Saya juga lebih suka untuk tidak menatap mata orang lain ketika berbicara. Kebanyakan teman yang dekat dengan Saya orangnya tinggi-tinggi, jadi kalau kita sedang mengobrol sambil duduk, seringkali lawan bicara Saya sampai harus membungkuk-bungkuk hanya untuk bisa berbicara dengan Saya, sementara Saya selalu merespon mereka dengan tanpa menatap mata mereka. Saya hanya menghadap ke depan saja. Selain untuk menghindari kontak mata, Saya juga khawatir kalau mulut Saya bau. Pada awalnya orang-orang mungkin akan menganggap gaya berbicara semacam ini sebagai gaya berbicara yang keren dan terkesan jenius, akan tetapi kalau sudah lumayan lama, mereka biasanya akan jadi malas untuk mengobrol dengan Saya. Saya tidak tahu kenapa. Saya lebih banyak berpikiran yang negatif daripada yang positif. Mungkin mereka merasa kalau Saya ini sombong.

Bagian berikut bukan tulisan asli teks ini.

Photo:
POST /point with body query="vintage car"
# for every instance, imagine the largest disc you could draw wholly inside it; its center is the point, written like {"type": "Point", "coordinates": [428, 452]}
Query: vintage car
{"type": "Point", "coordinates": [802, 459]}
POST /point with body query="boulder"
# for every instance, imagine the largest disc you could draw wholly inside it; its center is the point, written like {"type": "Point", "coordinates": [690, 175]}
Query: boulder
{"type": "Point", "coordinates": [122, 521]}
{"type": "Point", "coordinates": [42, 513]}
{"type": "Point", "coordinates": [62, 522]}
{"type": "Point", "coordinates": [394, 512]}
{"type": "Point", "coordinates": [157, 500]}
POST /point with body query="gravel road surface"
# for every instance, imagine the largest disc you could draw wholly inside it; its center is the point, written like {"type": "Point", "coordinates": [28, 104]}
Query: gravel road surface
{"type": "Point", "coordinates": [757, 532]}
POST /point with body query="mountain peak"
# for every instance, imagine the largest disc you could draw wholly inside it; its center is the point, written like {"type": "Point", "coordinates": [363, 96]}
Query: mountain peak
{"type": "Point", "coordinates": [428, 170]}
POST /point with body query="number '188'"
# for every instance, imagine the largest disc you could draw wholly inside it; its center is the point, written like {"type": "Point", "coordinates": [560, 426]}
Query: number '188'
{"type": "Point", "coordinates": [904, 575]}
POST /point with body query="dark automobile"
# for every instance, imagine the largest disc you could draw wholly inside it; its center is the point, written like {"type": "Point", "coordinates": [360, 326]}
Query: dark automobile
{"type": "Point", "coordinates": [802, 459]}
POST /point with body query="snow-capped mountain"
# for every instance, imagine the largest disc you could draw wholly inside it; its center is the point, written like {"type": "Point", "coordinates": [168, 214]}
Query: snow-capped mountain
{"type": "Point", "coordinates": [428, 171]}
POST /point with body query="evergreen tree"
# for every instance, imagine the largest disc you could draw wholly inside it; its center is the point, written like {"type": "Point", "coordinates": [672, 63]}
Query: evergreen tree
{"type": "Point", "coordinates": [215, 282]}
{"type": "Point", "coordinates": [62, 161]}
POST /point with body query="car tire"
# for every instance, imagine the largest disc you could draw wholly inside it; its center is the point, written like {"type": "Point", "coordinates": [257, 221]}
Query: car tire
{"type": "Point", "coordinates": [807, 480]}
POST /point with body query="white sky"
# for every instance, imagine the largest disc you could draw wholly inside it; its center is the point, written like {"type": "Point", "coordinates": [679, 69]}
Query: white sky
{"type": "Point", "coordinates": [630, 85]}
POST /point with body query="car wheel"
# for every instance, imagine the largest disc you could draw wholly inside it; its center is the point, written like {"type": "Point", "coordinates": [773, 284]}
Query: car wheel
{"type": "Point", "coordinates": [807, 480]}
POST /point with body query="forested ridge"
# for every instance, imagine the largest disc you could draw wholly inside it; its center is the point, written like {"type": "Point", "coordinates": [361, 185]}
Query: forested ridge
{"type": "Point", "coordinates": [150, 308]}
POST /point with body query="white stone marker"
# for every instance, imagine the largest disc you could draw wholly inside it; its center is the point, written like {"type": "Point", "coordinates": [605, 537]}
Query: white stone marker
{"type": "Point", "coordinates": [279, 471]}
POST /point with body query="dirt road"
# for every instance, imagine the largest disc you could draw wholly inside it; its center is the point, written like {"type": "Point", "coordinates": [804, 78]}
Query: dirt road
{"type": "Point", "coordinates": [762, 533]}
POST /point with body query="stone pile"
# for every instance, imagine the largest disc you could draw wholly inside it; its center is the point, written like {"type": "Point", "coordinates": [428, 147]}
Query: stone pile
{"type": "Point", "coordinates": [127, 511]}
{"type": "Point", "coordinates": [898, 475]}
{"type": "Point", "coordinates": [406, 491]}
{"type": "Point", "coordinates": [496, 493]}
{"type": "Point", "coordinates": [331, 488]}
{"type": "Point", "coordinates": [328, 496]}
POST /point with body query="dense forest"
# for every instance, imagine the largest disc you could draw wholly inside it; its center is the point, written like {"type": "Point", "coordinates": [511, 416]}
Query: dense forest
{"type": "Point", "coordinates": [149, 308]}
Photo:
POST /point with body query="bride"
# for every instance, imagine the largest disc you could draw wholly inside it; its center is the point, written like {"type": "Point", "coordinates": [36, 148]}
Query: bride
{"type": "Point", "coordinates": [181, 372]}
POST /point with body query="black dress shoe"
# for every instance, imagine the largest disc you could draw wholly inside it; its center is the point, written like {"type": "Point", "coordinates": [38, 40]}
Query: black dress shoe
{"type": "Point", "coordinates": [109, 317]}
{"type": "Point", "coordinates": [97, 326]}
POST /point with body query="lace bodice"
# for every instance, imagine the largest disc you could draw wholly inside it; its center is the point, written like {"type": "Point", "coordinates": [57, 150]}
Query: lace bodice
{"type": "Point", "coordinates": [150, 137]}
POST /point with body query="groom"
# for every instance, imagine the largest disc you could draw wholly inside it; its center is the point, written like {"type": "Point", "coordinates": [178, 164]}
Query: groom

Saya tidak suka menjadi orang yang seperti ini, akan tetapi Saya juga masih belum sanggup untuk berubah. Keterbatasan-keterbatasan ini hanya akan membuat orang lain terus salah paham terhadap Saya. Saya hanya bisa berharap agar semuanya bisa berjalan baik-baik saja untuk besok dan besoknya lagi. Untuk semua orang.